Johnny: Die Gefahr ist real, in diesem Jahr wurde während der COP28 öffentlich, dass mehr fossile Lobby-Vertreter:innen denn je vor Ort sind, mindestens 2.456! Das waren vier Mal so viele wie in dem Rekordjahr 2022 bei der COP27. Zahlreiche Kampagnen aus der Zivilgesellschaft haben das zum Thema gemacht.

"Annalena Baerbock sprach sich mit uns deutschen NGOs sogar strategisch ab."

Wie reagieren Politiker:innen und andere Teilnehmer:innen auf euer Engagement?

Johnny: Jennifer Morgan, die Sonderbeauftragte für internationale Klimapolitik im Auswärtigen Amt, sagte mir, dass sie sehr dankbar für meine Einschätzung der Stimmung in der Zivilgesellschaft nach Woche eins sei. Außerdem schrieb sie Vorschläge von uns mit, um sie in die Verhandlungen einzubringen.

Lobbygespräch mit Annalena Baerbock

Außenministerin Annalena Baerbock sprach sich mit uns sogar strategisch ab. Jim Skea, der Vorsitzende des Weltklimarats IPCC, sagte uns, er brauche uns Aktivist:innen und NGOs, da der Weltklimarat selbst seine Erkenntnisse und Grafiken nicht beliebig vereinfacht weiterentwickeln und neu verbreiten darf, weil das über das von den Staaten erteilte Mandat hinausgeht. Dementsprechend sei es unsere Aufgabe, den Report verständlich auf Social Media und in der Öffentlichkeit zu erklären.

Mit welchem Gefühl kommst du von der COP 28 zurück? Wo gibt es Hoffnung, wo Enttäuschung?

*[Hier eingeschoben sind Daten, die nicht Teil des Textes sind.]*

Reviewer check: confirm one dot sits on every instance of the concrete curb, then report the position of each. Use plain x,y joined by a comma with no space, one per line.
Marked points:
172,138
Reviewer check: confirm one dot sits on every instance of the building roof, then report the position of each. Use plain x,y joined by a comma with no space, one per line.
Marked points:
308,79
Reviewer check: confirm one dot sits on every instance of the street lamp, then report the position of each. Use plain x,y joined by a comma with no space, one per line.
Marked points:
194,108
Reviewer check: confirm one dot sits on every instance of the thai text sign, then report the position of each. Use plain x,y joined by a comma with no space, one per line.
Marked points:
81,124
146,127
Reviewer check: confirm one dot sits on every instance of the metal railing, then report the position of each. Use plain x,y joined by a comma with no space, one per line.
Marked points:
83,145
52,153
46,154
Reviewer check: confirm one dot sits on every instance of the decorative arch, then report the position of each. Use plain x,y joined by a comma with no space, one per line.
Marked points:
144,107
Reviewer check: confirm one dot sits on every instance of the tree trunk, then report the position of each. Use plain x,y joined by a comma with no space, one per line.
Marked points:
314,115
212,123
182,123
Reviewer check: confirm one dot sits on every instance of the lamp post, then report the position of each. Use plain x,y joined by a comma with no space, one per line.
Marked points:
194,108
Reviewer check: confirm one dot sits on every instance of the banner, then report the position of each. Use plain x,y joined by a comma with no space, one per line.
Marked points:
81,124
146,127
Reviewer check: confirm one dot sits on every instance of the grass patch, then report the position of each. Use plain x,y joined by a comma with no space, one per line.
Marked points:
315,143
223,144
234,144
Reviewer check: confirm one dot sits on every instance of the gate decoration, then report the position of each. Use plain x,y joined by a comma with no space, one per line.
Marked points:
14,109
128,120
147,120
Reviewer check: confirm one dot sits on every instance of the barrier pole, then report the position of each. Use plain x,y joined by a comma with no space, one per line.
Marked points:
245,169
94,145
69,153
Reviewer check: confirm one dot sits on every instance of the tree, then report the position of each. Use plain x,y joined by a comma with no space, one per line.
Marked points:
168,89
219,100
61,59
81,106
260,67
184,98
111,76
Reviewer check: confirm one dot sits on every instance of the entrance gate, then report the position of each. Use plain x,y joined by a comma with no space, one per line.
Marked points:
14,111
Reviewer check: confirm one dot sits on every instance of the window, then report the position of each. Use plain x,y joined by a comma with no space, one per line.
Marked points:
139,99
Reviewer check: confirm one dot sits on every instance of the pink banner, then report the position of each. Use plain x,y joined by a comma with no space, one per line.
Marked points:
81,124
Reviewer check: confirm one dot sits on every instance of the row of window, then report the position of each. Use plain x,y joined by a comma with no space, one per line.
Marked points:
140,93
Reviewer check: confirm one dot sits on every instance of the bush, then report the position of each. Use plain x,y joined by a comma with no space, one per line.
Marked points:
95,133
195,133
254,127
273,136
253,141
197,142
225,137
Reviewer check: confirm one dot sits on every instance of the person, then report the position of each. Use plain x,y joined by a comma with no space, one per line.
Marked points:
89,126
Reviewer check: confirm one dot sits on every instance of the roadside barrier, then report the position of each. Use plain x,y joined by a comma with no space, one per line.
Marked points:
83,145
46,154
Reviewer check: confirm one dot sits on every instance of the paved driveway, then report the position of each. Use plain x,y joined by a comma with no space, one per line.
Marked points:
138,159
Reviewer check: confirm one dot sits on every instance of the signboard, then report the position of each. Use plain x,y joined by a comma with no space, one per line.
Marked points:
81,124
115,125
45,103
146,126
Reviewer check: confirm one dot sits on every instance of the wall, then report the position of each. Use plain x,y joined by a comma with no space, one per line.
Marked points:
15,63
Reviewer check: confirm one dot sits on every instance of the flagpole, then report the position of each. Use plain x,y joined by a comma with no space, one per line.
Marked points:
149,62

Johnny: Die weltweite Zivilgesellschaft, so divers sie auch ist, hat es geschafft, eine familiäre Community vor Ort zu erschaffen. Und auch wenn die Beschlüsse nicht das sind, was wir brauchen: Das Tempo erhöht sich, und es gab mehrere Momente auf der Konferenz, in denen alle Anwesenden spüren konnten, wie wirkmächtig öffentlicher Druck zukünftig sein kann. Zum Beispiel schlug dem COP-Präsidenten Sultan Al Jaber ein enormer Druck entgegen, nachdem er gesagt hatte, es gebe keine wissenschaftlichen Belege dafür, dass ein Ausstieg aus fossilen Brennstoffen die 1,5-Grad-Grenze halten ließe. Kurz danach fanden sich endlich mehrere Bezüge auf die Wissenschaft und den IPCC im Entwurf für das Abschlussdokument wieder.

Insofern heißt es in den nächsten Monaten: Weiter geht’s, damit die klimapolitische Ambitions- und Umsetzungslücke mithilfe der Zivilgesellschaft schnellstmöglich geschlossen wird!